Quand j'aurais dû ressentir de la fatigue, je n'expérimentais que le besoin de pousser plus loin. On m'avait appris à courir très jeune. À tenir, à me dépasser. Pas pour entretenir une quelconque forme physique, cela aurait été une promenade de santé à mon sens. Mais pour apprendre à lutter. À fuir ? Peut-être, mais n'était-ce pas un exercice bien idiot lorsqu'il s'agissait de distancier un loup en pleine chasse ? J'avais été une proie bien trop de fois pour les compter . Les marques de crocs sur mes mollets et chevilles en attestaient plus que les mots ne le feraient jamais. Échapper aux gradés – les rangs les plus puissants d'une meute – sous leur forme humaine, ça, c'était quelque chose que j'avais appris et maîtrisé très jeune. Trop ? D'où je venais, l'âge n'excusait rien, surtout pas la faiblesse ou l'innocence.

Aujourd'hui, il n'était plus question de fuir pour survivre, seulement pour éloigner les échos de mon passé. Pas des fantômes, mais une emprise qui m'enserrait encore maintenant et dont je ne parviendrais jamais à me défaire, qu'importait Dyklan ou notre lien.

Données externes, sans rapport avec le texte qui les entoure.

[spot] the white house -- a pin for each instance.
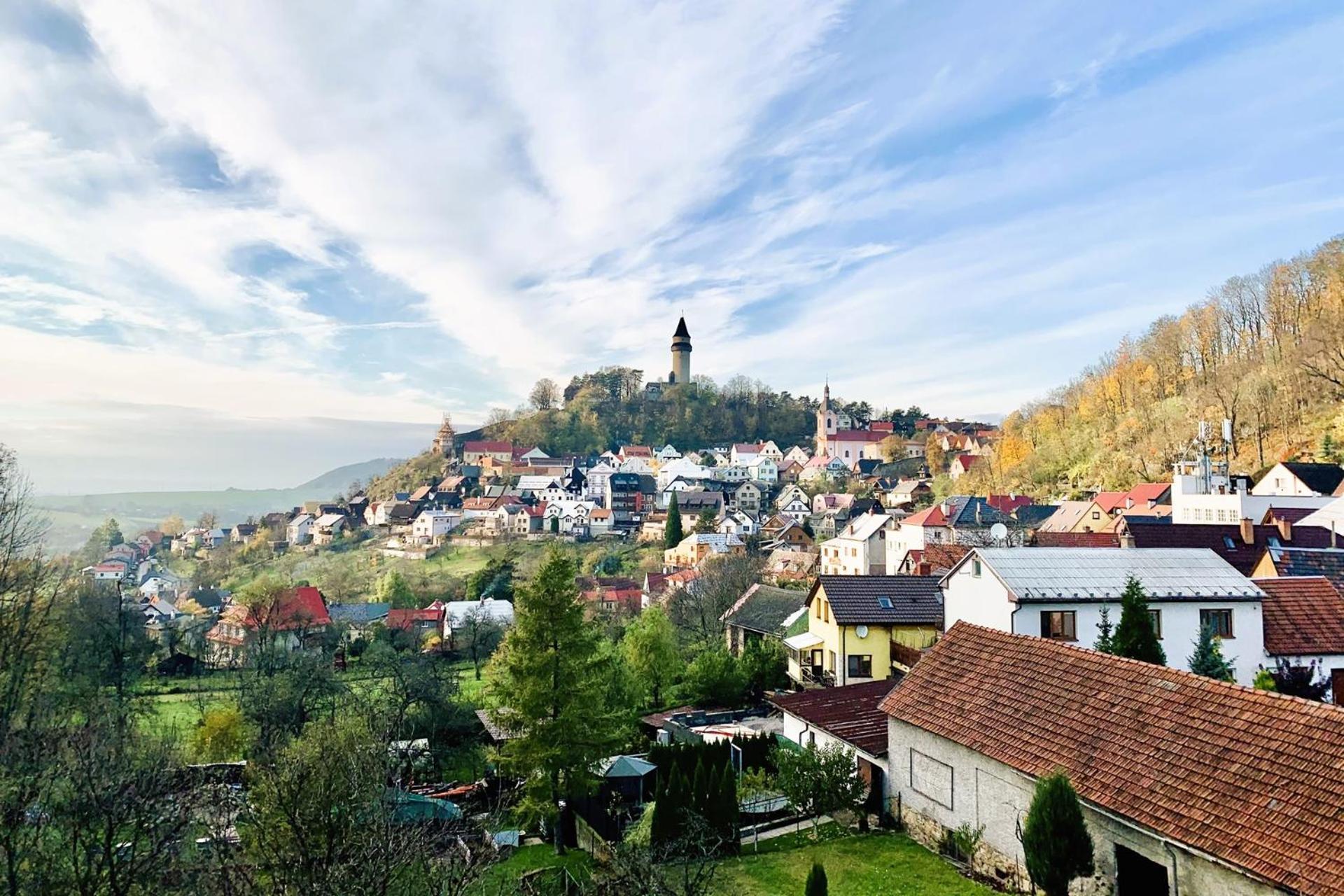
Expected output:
(570, 514)
(764, 469)
(860, 548)
(1180, 788)
(1059, 593)
(1304, 624)
(1310, 480)
(300, 530)
(430, 526)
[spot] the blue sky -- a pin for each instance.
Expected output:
(244, 242)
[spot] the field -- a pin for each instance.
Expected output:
(878, 864)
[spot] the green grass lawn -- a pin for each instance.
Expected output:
(878, 864)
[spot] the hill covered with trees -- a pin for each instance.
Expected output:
(1265, 351)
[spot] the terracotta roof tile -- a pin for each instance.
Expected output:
(1304, 617)
(851, 713)
(1252, 778)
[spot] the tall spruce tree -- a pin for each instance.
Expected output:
(1105, 633)
(672, 532)
(1056, 840)
(1209, 659)
(550, 685)
(1135, 636)
(816, 884)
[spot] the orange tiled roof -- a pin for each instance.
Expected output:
(1252, 778)
(1304, 617)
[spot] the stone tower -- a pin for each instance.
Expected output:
(680, 354)
(444, 445)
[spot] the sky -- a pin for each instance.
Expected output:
(245, 242)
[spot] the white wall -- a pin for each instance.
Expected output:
(1180, 629)
(981, 601)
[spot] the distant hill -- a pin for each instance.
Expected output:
(73, 516)
(1262, 351)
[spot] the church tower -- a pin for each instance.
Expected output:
(825, 421)
(680, 354)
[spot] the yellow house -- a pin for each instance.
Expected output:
(694, 548)
(860, 628)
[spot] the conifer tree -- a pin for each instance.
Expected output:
(1105, 633)
(1209, 659)
(816, 881)
(550, 684)
(1135, 636)
(672, 532)
(1056, 840)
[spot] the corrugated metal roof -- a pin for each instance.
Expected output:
(1100, 574)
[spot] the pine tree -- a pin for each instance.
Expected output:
(1056, 840)
(727, 814)
(816, 881)
(552, 682)
(1209, 659)
(1135, 636)
(1105, 633)
(672, 532)
(667, 811)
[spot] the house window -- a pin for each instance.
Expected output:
(1059, 625)
(1221, 621)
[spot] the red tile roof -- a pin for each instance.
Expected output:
(851, 713)
(1075, 539)
(1249, 777)
(406, 618)
(488, 448)
(1304, 617)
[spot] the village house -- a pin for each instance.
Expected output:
(1059, 593)
(479, 451)
(1180, 790)
(762, 613)
(859, 548)
(864, 626)
(328, 527)
(850, 718)
(1304, 625)
(300, 530)
(699, 546)
(295, 621)
(432, 527)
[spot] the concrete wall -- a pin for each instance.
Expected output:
(984, 601)
(945, 785)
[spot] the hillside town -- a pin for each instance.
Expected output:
(958, 648)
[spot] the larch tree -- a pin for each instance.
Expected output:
(672, 532)
(1135, 636)
(1054, 840)
(550, 691)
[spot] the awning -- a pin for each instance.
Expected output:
(803, 641)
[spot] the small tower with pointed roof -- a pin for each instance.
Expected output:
(680, 354)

Mais même les kilomètres qui défilaient sous mes pieds ne changeaient rien à ce qui se passait dans ma tête. Un champ miné, létal. Peut-être que si je poussais plus encore, peut-être que si j'atteignais mes limites, alors...

J'inspirai une goulée maîtrisée, bifurquai sur la droite pour pénétrer dans une longue impasse. Le son dans mes oreilles aurait pu effacer le fracas d'un accident. Je cherchais à me couper de tout, du reste du monde surtout. Lorsque je courais de la sorte, rien ne devait venir interférer, ni le monde qui m'entourait ni ce qui pouvait s'y passer.

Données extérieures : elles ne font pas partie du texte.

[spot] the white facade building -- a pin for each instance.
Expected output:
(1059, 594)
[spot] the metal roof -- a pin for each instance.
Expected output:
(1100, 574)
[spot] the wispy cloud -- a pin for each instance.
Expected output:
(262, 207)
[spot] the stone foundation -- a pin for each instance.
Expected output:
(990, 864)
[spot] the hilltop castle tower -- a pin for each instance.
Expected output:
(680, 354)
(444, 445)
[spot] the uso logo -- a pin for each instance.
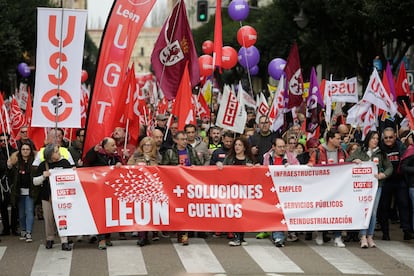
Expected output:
(66, 192)
(65, 206)
(367, 170)
(65, 178)
(363, 185)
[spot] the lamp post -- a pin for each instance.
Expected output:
(301, 20)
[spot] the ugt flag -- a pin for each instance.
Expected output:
(174, 47)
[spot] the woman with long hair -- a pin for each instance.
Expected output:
(239, 154)
(23, 192)
(370, 151)
(145, 155)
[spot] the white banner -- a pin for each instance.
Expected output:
(58, 67)
(345, 91)
(326, 197)
(376, 94)
(169, 198)
(231, 114)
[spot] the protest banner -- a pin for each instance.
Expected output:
(236, 198)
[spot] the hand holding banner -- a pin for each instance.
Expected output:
(236, 198)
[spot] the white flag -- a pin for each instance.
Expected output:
(245, 98)
(376, 94)
(60, 37)
(277, 110)
(231, 115)
(357, 113)
(262, 107)
(368, 123)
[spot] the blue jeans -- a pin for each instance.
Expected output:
(373, 220)
(411, 193)
(26, 213)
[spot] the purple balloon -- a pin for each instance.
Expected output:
(276, 68)
(248, 57)
(26, 72)
(238, 10)
(22, 69)
(254, 70)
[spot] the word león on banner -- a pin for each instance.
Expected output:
(235, 198)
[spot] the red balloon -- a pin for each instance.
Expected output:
(228, 57)
(84, 76)
(246, 36)
(206, 65)
(208, 47)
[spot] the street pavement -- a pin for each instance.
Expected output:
(211, 256)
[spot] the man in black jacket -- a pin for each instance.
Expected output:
(9, 226)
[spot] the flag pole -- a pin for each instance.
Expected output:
(56, 103)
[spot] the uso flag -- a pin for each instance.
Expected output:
(122, 28)
(60, 39)
(174, 47)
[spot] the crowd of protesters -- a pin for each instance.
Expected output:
(24, 171)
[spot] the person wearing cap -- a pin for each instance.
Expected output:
(124, 150)
(261, 142)
(311, 145)
(103, 154)
(394, 189)
(181, 154)
(407, 170)
(330, 152)
(370, 151)
(53, 160)
(161, 124)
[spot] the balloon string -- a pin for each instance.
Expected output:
(247, 62)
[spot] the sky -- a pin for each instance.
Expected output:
(98, 11)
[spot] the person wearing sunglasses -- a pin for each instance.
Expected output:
(9, 223)
(394, 188)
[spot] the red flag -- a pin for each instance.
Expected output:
(218, 36)
(173, 48)
(402, 89)
(183, 107)
(314, 103)
(37, 134)
(29, 109)
(17, 119)
(203, 110)
(162, 106)
(409, 116)
(124, 24)
(388, 82)
(125, 111)
(84, 104)
(294, 77)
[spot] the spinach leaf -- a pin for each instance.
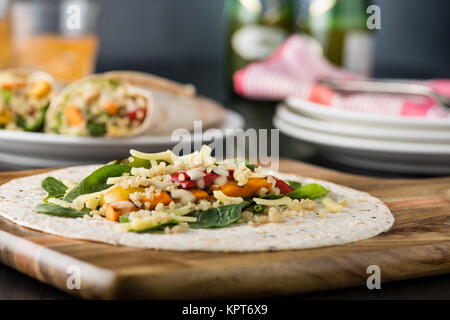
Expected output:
(96, 129)
(96, 181)
(294, 184)
(308, 191)
(54, 188)
(55, 210)
(218, 217)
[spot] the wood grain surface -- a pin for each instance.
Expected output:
(417, 245)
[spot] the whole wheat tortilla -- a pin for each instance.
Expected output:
(364, 217)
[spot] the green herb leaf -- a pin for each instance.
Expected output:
(55, 210)
(218, 217)
(308, 191)
(96, 181)
(258, 208)
(294, 184)
(54, 188)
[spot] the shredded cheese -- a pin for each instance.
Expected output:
(167, 156)
(285, 201)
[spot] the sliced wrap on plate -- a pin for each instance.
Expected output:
(193, 202)
(25, 96)
(124, 103)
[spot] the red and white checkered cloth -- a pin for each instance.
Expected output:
(294, 69)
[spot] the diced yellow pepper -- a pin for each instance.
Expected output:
(330, 205)
(118, 194)
(39, 89)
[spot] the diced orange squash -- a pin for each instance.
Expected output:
(5, 116)
(13, 85)
(163, 198)
(111, 108)
(200, 194)
(248, 190)
(118, 194)
(73, 115)
(112, 214)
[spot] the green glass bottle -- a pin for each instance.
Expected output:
(255, 29)
(340, 28)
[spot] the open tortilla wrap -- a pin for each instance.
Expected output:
(25, 95)
(169, 105)
(364, 217)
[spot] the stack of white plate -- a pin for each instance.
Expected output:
(384, 143)
(21, 150)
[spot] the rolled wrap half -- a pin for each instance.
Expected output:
(100, 106)
(25, 96)
(174, 105)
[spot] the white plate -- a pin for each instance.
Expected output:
(404, 157)
(20, 150)
(355, 130)
(322, 112)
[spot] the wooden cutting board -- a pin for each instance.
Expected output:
(418, 245)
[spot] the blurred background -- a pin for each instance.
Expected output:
(191, 42)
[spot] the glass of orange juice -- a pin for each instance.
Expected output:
(56, 36)
(5, 53)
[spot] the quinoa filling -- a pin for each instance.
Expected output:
(161, 191)
(100, 108)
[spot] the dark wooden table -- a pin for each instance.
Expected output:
(208, 80)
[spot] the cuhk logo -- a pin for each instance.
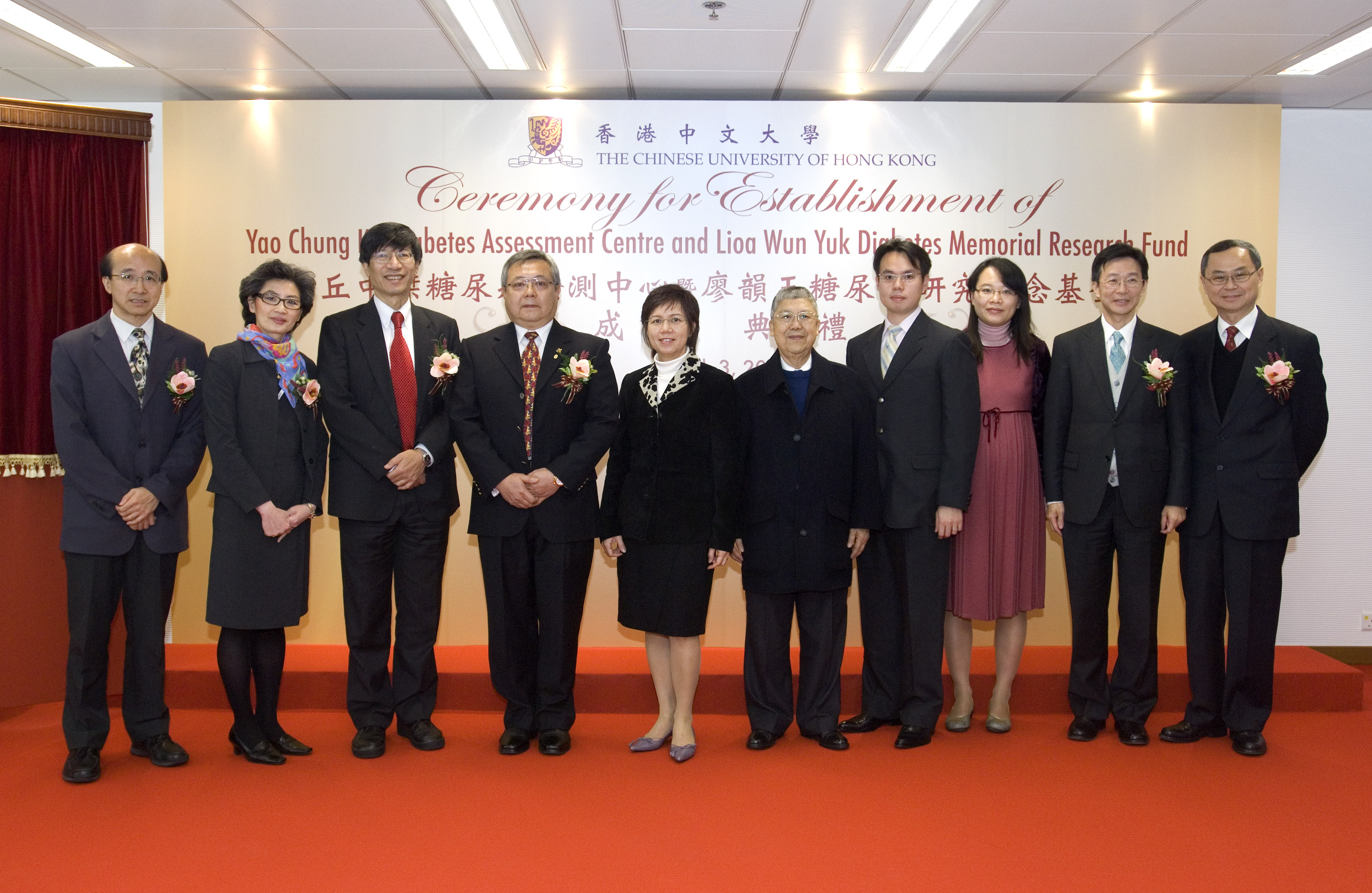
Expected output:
(545, 143)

Mes foulées se firent plus espacées et sachant ce qui m'attendait au bout de ce cul-de-sac, je me préparais à passer à la partie amusante de mon parcours. Cette ville était la nôtre, j'en connaissais tous les recoins. J'aimais particulièrement ce côté-ci parce qu'aucun membre de la meute ne venait faire jogging dans le coin, ainsi, j'étais en paix. Pour un temps.

Au rythme , mon pied appuya contre une vieille caisse en bois et je me projetai en l'air pour atteindre le rebord des vieux escaliers de secours qui grinçaient d'une manière jamais très rassurante. Mes paumes glissèrent à peine sur le métal, ce qui me permit de me hisser sans aucun mal. Ne m'arrêtant pas dans une si bonne lancée, je survolai les marches pour me retrouver au niveau du toit. Là, une vue dégagée des pâtés de maisons alentour. Shreveport touchait la frontière avec le Texas et possédait une personnalité cadienne aux fortes influences texanes. Troisième plus grande ville de l'État, nous étions bordés de forêts et de champs de coton, ce qui rendait la vie ici agréable. Je comprenais le choix de Dyklan, son envie de rester dans un coin de nature, même si la ville respirait la technologie et l'effervescence perpétuelle.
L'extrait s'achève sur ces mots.